Classification Models

Data mining models are based on one of two kinds of learning: supervised and unsupervised. Supervised learning is typically used to predict a value. Classification problems use supervised learning.

In a classification problem, you have a number of cases (examples) and wish to predict which of several classes each case belongs to. Each case has multiple attributes; each attribute takes on one of several possible values. The attributes consist of multiple predictor attributes (independent variables) and one target attribute (dependent variable). Each of the target attribute's possible values is a class to be predicted on the basis of that case's predictor attribute values.

Different classification algorithms use different techniques for finding relations between the predictor attributes' values and the target attribute's values in the data used to build the model. These relations are summarized in the model. This model can then be applied to new cases with unknown target values to predict target values.
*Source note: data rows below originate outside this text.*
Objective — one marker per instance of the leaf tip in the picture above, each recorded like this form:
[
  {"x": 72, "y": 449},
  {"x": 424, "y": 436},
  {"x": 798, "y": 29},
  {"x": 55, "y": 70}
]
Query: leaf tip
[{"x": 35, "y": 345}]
The application of a classification model to new data is called applying the model or scoring the data. For basic information about applying models, see Apply a Model.

For more information about classification, see Where to Find More Information.

Algorithms

You can use the Classification Model Build Wizard to create models that use one of the following algorithms:

Note: Not all algorithms support text mining. See Text Mining for more information.

ABN Deprecated

The Adaptive Bayes Network (ABN) algorithm is deprecated in Oracle Data Mining 11g. Oracle Data Miner does not support building ABN models; you can view ABN models created using the Oracle Data Mining 11g APIs. Use the Decision Tree algorithm to generate rules.

Costs

In a classification problem, it may be important to specify the costs involved in making an incorrect decision. Doing so can be useful when the costs of different misclassifications vary significantly.

Costs are specified in a cost matrix. The rows of a cost matrix correspond to actual values; the columns correspond to predicted values. For any pair of actual/predicted values, the entry in the matrix indicates the number of records classified in that pairing.

Priors

When you build a classification model, you may need to balance the number of positive and negative cases for the target of a supervised model. This can happen either because a given target value is rare in the population, for example, fraud cases, or because the data you have does not accurately reflect the real population, that is, the data sample is skewed. You use priors to specify how the build data matches the data in the population.

A classification model works best when it has a reasonable number of examples of each target value in its build data table. When only a few possible values exist, it works best with more or less equal numbers of each value. To work around this problem, you can create a build data table in which positive and negative target values are more or less evenly balanced, and then supply priors information to tell the model what the true balance of target values is.